OLIVE BRANCH
Veteran San Antonio chef relaunches healthy olive leaf tea brand

Olia is expected to land on Texas grocery shelves by the fall.
Forget matcha, yaupon, and yerba mate; a buzzy new beverage may soon be flying off grocery store shelves. San Antonio chef and entrepreneur Chris Cook has relaunched his olive leaf iced tea company, Special Leaf, as Olia, with an eye towards national distribution.
Cook, a veteran of San Antonio restaurants and co-founder of nonprofit Chefs Cooperatives, first envisioned the brand while working at Sandy Oaks Olive Orchard in Elmendorf. But the idea really took hold after he was diagnosed with rheumatoid arthritis. Olive leaf tea became part of a lifestyle and dietary regimen that helped him avoid a lifetime on prescription meds.
While Cook doesn’t claim Olia is a cure-all, he does tout its many healthy benefits. The drink is high in polyphenol oleuropein, a naturally occurring compound shown to have antioxidant, anti-inflammatory, and cardioprotective benefits in clinical trials. Oleuropein, also found in extra virgin olive oil, is one of the reasons why the Mediterranean diet is celebrated.
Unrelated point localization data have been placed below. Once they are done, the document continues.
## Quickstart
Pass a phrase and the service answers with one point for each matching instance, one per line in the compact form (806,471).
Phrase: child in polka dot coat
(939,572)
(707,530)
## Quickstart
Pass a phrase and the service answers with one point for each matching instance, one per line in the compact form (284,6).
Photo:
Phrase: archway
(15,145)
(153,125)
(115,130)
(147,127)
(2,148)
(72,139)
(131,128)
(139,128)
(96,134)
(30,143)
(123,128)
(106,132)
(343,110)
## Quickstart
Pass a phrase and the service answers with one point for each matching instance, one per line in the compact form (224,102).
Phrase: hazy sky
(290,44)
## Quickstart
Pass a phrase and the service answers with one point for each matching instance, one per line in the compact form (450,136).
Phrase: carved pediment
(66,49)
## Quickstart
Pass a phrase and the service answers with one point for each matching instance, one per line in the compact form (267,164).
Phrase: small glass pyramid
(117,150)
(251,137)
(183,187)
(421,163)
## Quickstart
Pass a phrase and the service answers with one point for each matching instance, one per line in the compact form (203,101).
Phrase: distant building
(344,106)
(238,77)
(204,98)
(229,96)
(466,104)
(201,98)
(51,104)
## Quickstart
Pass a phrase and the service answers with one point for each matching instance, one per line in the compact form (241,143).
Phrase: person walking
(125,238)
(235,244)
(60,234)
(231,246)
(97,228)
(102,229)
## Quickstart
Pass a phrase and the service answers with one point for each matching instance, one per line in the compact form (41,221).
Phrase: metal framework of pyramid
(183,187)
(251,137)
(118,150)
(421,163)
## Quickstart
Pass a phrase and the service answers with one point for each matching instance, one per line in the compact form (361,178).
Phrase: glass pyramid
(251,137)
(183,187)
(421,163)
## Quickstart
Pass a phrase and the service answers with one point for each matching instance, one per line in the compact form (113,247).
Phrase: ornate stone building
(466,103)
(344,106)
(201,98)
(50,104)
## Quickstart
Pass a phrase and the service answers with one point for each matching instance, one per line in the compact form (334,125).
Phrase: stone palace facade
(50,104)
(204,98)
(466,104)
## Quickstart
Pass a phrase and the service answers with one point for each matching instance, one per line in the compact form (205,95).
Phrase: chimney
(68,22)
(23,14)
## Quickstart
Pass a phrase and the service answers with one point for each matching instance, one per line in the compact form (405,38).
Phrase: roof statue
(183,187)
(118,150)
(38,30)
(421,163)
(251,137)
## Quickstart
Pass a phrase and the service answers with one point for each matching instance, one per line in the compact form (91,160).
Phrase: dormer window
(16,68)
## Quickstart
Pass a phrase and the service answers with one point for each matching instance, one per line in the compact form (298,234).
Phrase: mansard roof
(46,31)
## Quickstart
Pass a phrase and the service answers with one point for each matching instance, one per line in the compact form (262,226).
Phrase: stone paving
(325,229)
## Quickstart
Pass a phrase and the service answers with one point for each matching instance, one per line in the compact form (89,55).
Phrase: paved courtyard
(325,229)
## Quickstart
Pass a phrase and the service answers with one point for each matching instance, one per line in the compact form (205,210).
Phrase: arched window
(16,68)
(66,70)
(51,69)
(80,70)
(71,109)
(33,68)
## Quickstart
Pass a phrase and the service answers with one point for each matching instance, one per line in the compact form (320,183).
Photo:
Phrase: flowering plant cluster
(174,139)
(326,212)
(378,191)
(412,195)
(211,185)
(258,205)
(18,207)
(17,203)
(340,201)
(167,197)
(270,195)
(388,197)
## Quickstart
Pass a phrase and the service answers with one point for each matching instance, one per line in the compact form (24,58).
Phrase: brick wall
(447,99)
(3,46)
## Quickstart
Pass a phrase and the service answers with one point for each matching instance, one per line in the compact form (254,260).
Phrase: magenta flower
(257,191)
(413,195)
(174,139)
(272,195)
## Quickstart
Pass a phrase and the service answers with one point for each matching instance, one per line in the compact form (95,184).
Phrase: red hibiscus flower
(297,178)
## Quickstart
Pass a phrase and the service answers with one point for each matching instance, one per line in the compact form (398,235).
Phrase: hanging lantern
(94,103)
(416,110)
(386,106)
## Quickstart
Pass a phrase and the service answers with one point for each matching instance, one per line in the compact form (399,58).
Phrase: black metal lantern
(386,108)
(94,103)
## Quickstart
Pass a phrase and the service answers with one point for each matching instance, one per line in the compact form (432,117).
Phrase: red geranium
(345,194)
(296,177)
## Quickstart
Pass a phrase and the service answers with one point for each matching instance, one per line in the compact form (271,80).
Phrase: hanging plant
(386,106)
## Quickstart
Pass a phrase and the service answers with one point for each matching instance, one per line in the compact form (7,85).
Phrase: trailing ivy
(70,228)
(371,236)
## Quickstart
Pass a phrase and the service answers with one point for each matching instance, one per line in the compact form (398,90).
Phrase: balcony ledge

Cook says his olive leaf tea also happens to have a boatload of antioxidants — up to 14 times that of green tea.
“We have an unmatched antioxidant level compared to most anything on [the] shelf,” says Cook.
Olia isn’t just a rebrand of Special Leaf, first launched in 2018, although it does have snazzy new branding. Cook says he tinkered with the formulation. Each of the three 12-ounce flavors — citrus honey jasmine, tangerine ginger, and raspberry lemon — is under 40 calories, has no artificial ingredients, and maxes out at seven grams of sugar from agave, stevia, and cane sugar. Plus, the sparkling sippers offer some zip.
“There’s no caffeine naturally in our teas, but during consumption, it helps to boost your metabolism sustainably, so there’s no crash,” explains Cook.
Olia is now in the midst of a crowdsourced fundraising campaign with a threshold as low as $100. The campaign gives everyday investors the chance to get in on the red-hot functional beverage market, a category that has increasingly become popular with Millennials and Zoomers who are turning away from booze.
Whether they have a financial stake or not, San Antonians will soon be able to load up their carts with Olia cans. Cook says production begins in August and the drink is expected to return to local grocers in the fall.